Daß dahinter ein Marktinteresse stand, war für die klügeren Köpfe der Linken offenkundig, so offenkundig wie das Marktinteresse an den Möglichkeiten, die die Mobilisierung der Frau für den Arbeitseinsatz und die Pornographisierung der Gesellschaft bot. Schon 1969 schrieb Peter Schneider in einem Aufsatz für das linke Leitorgan Kursbuch, daß die Vorstellung von befreiter Sexualität an revolutionärer Bedeutung verlieren müsse, wenn dem Unterdrückten »an jedem Kiosk … buchstäblich eine Erektion versetzt« werde. Es war diese Einsicht nicht massentauglich, und innerhalb der Gesamtlinken blieben es Minderheiten, die das Problem durch Radikalisierung (die »Stadtindianer« bei den Grünen der siebziger und achtziger Jahre) oder Korrektur im Grundsätzlichen (Emmas Kampf gegen Pornographie und Prostitution) zu beheben suchten. Die meisten gaben sich mit dem Erreichten zufrieden, was um so leichter fiel, als man die Kontrolle des »Überbaus« gewonnen hatte. Die heute übliche Einschätzung von Feminismus und gender studies, Beurteilung von Abtreibung und Ehebruch, Akzeptanz von Aufklärung im Kindergarten und Obszönität im Wortschatz entspricht linken Vorgaben. Und auch die Unzufriedenheit mit den Folgen dieser Situation ist typisch für die Linke – eine unvermeidbare Erwartungsenttäuschung.
Um deren Bedeutung zu verstehen, muß noch einmal auf den Ausgangspunkt Bezug genommen werden.

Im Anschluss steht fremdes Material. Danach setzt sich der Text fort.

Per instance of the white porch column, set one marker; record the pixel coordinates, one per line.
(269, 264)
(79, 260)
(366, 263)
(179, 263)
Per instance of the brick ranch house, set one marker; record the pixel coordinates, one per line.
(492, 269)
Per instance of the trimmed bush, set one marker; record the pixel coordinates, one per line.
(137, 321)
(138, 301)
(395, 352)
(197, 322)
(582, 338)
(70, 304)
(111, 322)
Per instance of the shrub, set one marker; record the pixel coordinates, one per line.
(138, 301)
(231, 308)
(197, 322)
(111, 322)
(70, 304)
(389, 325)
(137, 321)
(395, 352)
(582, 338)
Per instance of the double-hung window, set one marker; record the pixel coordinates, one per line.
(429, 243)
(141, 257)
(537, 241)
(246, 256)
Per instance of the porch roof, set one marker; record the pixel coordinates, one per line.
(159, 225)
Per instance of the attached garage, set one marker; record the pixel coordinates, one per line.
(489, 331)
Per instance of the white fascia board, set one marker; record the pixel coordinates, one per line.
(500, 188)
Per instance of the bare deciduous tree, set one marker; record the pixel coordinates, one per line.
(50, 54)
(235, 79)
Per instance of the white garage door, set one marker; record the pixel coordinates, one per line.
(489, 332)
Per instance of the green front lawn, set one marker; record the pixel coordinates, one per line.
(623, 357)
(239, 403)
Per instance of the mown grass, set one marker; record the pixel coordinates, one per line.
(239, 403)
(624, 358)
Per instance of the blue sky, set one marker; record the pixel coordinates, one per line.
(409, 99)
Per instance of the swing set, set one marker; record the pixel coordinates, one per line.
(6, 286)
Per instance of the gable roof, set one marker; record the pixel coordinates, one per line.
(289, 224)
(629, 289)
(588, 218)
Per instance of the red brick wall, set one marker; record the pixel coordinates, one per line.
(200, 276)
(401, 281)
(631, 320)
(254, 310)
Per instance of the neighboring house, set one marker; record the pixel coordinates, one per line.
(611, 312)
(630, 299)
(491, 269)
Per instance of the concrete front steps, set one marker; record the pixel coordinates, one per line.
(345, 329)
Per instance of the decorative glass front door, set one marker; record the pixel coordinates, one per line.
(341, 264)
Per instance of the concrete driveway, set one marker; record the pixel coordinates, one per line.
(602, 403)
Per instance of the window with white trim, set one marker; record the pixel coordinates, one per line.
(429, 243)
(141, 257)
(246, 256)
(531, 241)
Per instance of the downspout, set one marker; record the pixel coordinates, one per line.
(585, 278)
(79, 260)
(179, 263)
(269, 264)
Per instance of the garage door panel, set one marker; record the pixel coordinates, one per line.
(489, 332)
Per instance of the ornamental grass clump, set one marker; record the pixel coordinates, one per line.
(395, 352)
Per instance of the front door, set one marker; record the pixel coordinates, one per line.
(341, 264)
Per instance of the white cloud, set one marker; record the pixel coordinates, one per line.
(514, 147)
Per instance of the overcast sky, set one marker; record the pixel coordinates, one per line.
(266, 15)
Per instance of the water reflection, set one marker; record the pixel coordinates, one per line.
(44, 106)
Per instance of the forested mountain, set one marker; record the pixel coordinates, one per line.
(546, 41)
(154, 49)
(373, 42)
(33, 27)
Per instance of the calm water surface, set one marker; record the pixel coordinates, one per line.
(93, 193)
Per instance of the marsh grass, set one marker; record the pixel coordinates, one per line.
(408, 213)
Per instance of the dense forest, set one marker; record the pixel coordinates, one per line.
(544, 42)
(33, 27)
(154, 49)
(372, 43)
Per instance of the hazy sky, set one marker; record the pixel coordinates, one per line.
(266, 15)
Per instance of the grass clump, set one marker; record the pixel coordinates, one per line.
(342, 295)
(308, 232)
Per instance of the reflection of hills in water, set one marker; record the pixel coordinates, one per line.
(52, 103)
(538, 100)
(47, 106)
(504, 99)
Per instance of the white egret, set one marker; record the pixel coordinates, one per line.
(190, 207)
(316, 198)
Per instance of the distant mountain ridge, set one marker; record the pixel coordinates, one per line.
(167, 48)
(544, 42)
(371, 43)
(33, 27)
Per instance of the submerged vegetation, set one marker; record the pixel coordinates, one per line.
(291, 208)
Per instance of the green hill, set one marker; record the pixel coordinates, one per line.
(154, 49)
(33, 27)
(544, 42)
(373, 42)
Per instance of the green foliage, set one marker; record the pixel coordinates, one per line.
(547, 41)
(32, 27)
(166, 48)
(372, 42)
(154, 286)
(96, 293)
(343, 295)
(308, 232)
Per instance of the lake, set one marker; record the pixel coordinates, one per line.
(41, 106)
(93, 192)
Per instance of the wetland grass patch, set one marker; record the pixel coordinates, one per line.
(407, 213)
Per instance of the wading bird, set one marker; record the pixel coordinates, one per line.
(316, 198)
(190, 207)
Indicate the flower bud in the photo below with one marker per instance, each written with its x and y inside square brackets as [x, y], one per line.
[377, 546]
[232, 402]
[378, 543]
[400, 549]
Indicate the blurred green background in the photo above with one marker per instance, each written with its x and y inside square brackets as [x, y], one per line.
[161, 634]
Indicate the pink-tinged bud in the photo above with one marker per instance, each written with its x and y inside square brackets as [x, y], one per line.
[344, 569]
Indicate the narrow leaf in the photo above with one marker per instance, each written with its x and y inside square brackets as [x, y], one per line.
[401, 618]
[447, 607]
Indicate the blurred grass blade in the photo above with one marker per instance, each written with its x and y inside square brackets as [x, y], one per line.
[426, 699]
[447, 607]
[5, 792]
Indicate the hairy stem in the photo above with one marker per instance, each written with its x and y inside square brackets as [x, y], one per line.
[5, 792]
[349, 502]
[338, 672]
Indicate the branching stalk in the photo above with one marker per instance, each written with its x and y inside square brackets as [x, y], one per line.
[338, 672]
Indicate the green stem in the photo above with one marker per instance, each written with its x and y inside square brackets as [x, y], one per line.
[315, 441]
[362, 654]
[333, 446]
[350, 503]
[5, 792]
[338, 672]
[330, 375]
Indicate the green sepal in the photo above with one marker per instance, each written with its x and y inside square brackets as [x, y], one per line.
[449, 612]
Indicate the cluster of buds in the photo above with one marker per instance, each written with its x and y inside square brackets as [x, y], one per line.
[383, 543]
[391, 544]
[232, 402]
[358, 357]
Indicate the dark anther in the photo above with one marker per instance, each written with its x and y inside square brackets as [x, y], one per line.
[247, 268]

Die Orgie war zu Beginn ein religiöser Akt, Wiederherstellung des chaotischen Urzustands durch Kopulation aller mit allen. In antiken Kulten haben solche Praktiken lange überlebt, wenngleich gebändigt. Das Christentum lehnte sie ab, aus einer prinzipiellen Sexualskepsis, vor allem aber aus theologischen Erwägungen. Trotzdem war nie zu verhindern, daß häretische Gruppen auftraten, die meinten, daß nach vollbrachter Erlösung der Mensch in einen paradiesischen Zustand zurückkehren könne. In solchen »adamitischen« Sekten galt die Ehe als aufgehoben und der Sexus selbst als geheiligt, weil der Mensch wieder seiner »Natur« leben konnte wie einst im Garten Eden. Derartige Ideen haben im Untergrund des Abendlands überdauert, traten in revolutionären Zeiten, etwa während der Hussitenstürme, wieder an die Oberfläche, zuletzt noch im England der religiösen Revolution des 17. Jahrhunderts.
Man darf den Einfluß solcher Art politischer Theologie auf die »ewige Linke« (Ernst Nolte) nicht unterschätzen, nicht die Macht der dahinter stehenden Sehnsucht und die Wahrscheinlichkeit des Desasters, sobald man die Utopie zu verwirklichen sucht. Reich meinte, daß es bei der »sexuellen Revolution« nicht um die Beseitigung »einer 200 Jahre alten Maschinenindustrie (das kapitalistische System), sondern um eine etwa 6000 Jahre alte menschliche Struktur« gehe, die von Hemmung, vor allem der kindlichen Libido, Tabuisierung abweichender Sexualität, Askese, Zwangsehe und Patriarchat geprägt sei. Man könnte auch von den 6000 Jahren der Hochkultur sprechen, die beendet wurde durch Freisetzung jener destruktiven Kräfte, die man bis dahin einer mehr oder weniger strengen Kontrolle unterworfen hatte.